Fon sahiplerinin kâr beklentisinin karşılanmadığına dikkat çeken Beysülen, sistemin sadece sermaye çevrelerini korumaya dönük işlediğini savundu. Yatırılan devlet katkısının da, kamu kaynaklarının belirli şirketlerin kârı için kullanıldığı bir modele dönüştüğünü öne sürdü.

“BES’in geldiği noktada, sistemin yükü halkın sırtına bindirilmiş ama getirisi sermaye gruplarına yönelmiştir” diyen Beysülen, yazısının devamında emeklilik sisteminin kamu güvencesi ve sosyal devlet ilkesi doğrultusunda yeniden yapılandırılması gerektiğini savunuyor.

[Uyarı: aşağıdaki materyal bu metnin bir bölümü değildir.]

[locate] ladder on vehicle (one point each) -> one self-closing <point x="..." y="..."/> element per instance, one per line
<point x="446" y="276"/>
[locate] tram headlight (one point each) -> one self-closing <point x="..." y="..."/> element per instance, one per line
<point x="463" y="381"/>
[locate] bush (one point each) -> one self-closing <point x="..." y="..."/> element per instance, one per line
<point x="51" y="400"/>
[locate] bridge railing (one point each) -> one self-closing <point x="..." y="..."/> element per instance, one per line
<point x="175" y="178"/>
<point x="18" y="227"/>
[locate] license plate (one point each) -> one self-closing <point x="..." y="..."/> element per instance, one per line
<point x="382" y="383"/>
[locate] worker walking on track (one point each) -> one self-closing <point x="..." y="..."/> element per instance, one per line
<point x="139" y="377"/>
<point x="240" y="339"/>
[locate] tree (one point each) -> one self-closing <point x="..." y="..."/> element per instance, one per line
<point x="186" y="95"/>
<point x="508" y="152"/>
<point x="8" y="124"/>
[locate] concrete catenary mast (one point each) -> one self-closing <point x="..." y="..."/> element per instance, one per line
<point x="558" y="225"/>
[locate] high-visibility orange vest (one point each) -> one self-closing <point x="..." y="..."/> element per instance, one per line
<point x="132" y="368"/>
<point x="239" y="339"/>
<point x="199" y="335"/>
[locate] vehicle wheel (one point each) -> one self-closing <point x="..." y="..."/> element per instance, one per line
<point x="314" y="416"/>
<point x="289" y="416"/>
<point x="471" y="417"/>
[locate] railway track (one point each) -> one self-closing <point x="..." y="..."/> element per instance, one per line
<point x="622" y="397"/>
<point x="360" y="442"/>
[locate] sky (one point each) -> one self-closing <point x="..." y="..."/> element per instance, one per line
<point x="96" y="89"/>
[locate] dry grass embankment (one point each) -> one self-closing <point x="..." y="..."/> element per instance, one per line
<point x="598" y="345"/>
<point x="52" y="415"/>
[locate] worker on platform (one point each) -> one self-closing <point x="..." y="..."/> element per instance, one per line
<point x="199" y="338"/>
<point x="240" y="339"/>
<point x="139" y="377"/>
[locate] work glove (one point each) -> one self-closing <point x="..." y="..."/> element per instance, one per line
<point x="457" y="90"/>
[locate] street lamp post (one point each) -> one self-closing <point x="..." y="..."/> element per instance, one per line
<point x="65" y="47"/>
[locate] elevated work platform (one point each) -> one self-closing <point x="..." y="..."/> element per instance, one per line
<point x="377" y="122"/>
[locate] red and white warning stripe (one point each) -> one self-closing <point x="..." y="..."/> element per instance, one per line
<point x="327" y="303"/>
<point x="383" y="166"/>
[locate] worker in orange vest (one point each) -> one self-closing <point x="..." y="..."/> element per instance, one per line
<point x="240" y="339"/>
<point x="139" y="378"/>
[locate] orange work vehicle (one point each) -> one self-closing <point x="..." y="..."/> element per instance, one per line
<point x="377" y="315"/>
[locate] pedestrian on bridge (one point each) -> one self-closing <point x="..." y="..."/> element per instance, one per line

Yazı, emeklilik politikalarının yeniden gözden geçirilmesi çağrısıyla son buluyor.

İşte o yazının tamamı… ESKİ TUZAK YENİ İSİM TES! (2)

Bu yazının geçen hafta yayınlanan birinci bölümünde, Bireysel Emeklilik sisteminin (BES) 2001 yılında uygulamaya konduğunu ancak fonlara güveni olamayan yurttaşların, ilk yıllarda gönüllü katılıma dayanan BES’e ilgisiz kaldıklarının belirtmiştim. Yeterli katılım olmamasından dolayı, katılım sınırlı kaldı ve AKP iktidarı, 1 Ocak 2013 tarihinde itibaren, katılımcılara yüzde 25 oranında devlet katkısı vermeye ilişkin düzenleme yaptı. Böylece devlet halkı vergilerinden sisteme katkıda bulunmaya başladı. Ancak bu katkıya rağmen, BES’e katılım istenen düzeye ulaşmadı. Bu nedenle BES ulaştığı katılımcı sayısı ile katkı düzeyi sisteme yatırım yapan fon sahibi şirketlere yeterli kar getirmekten uzak kaldı.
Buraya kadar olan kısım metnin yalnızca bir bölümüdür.